Miovision unveils the World’s Smartest Intersection in Detroit

June 5, 2018 / Source: Financial Post

DETROIT — Miovision, a leader in smart intersection technology, today unveiled the World’s Smartest Intersection in the City of Detroit.

The World’s Smartest Intersection, a system of sensors, video-based detection, connected traffic signals and remote monitoring capabilities, is composed of five intersections along a busy corridor, in the heart of Detroit. With a focus on safety, the World’s Smartest Intersection generates data that pinpoints areas where traffic-related fatalities and injuries can be reduced. Cities can use this type of data to advance their Vision Zero goals to eliminate deaths and serious injuries involving road traffic.

The technology behind the World’s Smartest Intersection is a combination of hardware and software based on open architecture and artificial intelligence.
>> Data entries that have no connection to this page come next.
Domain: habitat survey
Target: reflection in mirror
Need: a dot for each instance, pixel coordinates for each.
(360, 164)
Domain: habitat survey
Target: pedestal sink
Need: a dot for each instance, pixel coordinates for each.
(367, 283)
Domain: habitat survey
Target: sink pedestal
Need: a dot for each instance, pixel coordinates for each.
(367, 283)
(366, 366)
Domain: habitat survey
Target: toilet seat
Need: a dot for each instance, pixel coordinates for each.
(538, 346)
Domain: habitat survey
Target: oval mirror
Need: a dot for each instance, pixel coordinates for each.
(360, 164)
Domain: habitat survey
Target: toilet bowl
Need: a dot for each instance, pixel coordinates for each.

Using this foundational technology, the intersections are able to sense and understand what’s happening on the roadways in real time and trigger responses, such as:

  • Traffic lights that can extend green lights to accommodate cyclists who wouldn’t otherwise be able to make it through the intersection;
  • Alerts that warn drivers of connected cars or Waze users that jaywalkers are ahead;
  • Traffic lights that provide priority access to emergency vehicles;
  • Intersections that understand and analyze the near misses between users of the roads such as pedestrians, cyclists and drivers;
  • Traffic lights that allow for freight vehicles to have green light priority, encouraging freight use on certain intersections away from pedestrian-heavy corridors.

“This corridor is a great example of how cities can leverage existing infrastructure to build innovative solutions that immediately benefit people,” said Mark de la Vergne, Detroit’s chief of mobility innovation. “We started with the goal of improving how we monitor our traffic signals, and now we’re working with Miovision to explore how to improve safety for pedestrians and help first responders get to emergencies more quickly.”